Davenport caught the recording bug, learned the craft and developed a passion for creation: the process of writing, collaborating, capturing performances and pursuing greatness. It makes perfect sense, really; how could one spend two years working for Bruce Springsteen on his Born In the USA sessions—and inadvertently be the catalyst for a song when Davenport mentioned that “we were just dancing in the dark”—and not get a permanent affection for the classic model of big talent/big studio/big songs-style music creation?
Then, Davenport explains, “Life happened.” He was quickly married with children and needed to settle down. Which he did, working again for his family’s farm and food distributor business whilst enjoying the good life in North Carolina. But then life happened again, and Davenport found himself a single, empty-nester still harboring a dream to own a studio, run a label and produce music with a passion.

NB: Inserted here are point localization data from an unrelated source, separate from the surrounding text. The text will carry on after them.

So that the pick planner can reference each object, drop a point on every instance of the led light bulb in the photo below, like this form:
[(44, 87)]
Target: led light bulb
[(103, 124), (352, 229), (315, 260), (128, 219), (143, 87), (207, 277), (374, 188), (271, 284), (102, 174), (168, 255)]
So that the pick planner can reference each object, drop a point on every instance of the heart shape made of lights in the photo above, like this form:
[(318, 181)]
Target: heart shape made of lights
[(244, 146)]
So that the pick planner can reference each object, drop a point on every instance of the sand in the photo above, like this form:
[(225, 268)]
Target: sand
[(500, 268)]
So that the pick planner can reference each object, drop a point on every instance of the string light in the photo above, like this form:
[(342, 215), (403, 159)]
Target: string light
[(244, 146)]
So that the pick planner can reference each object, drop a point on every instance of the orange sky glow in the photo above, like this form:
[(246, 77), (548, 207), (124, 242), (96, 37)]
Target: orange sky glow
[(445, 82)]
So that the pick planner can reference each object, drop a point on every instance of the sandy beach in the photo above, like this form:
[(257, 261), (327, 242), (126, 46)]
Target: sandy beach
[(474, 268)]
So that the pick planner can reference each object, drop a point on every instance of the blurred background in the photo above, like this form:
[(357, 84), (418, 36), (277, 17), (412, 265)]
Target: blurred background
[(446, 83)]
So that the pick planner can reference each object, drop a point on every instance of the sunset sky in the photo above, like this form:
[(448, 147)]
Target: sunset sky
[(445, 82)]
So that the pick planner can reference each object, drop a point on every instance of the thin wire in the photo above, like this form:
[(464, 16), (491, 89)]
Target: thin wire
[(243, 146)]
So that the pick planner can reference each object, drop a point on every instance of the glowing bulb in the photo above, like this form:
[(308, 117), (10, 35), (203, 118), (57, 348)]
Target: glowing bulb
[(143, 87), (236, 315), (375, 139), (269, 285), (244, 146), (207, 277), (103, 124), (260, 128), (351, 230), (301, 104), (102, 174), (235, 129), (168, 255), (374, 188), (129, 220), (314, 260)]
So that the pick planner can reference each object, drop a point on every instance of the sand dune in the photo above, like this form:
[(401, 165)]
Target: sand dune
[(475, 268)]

Armed with a nearly two decades-old hexagonal/honeycomb-based studio design from longtime friend and studio designer Wes Lachot as well as funding from the sale of his family’s food business, Davenport set about building Deep River Sound. And a fine job he did, evidenced by a studio room that overlooks the Deep River, a tributary of the great Cape Fear River, with 20 feet of tall windows convertible to absorptive panels or RPG quadratic diffusers, all positioned within an intricate sliding system. The main room is adjoined by a large iso booth—one large enough for drums—and a smaller vocal booth, too. Below this studio, snugly nestled right into the hillside, is a sound chamber, suitable for roaring 4x12 guitar cabinets or as an echo chamber at mix time.

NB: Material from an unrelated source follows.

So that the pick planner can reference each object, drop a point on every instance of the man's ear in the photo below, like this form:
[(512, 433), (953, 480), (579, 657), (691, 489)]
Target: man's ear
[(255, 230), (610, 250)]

The control room employs Helmholtz resonators, overhead bass trapping, tuned membrane resonators and ample diffusion. It may house a Studer A80 24-track analog tape machine—used mostly for archival work, he admits—but it is clearly centered on an API Legacy Plus console, seemingly an extension of Davenport’s console-centric workflow: “I don’t even use the automation in Pro Tools (12 HD), or its plug-ins much, really. I love the Vision’s automation and prefer to do manual fader rides, which are so easy to do on the API.”
Davenport’s Legacy Plus is loaded with API 550 parametric EQs and 560 graphic EQs on his “drum channels,” as he prefers to “keep inputs patched and ready so we can record the moment inspiration strikes.” He also relies on the Legacy Plus’s 200 Series slots where he has chosen gates and comps for all the right channels and leans hard on the console’s main 2500 Stereo Compressor.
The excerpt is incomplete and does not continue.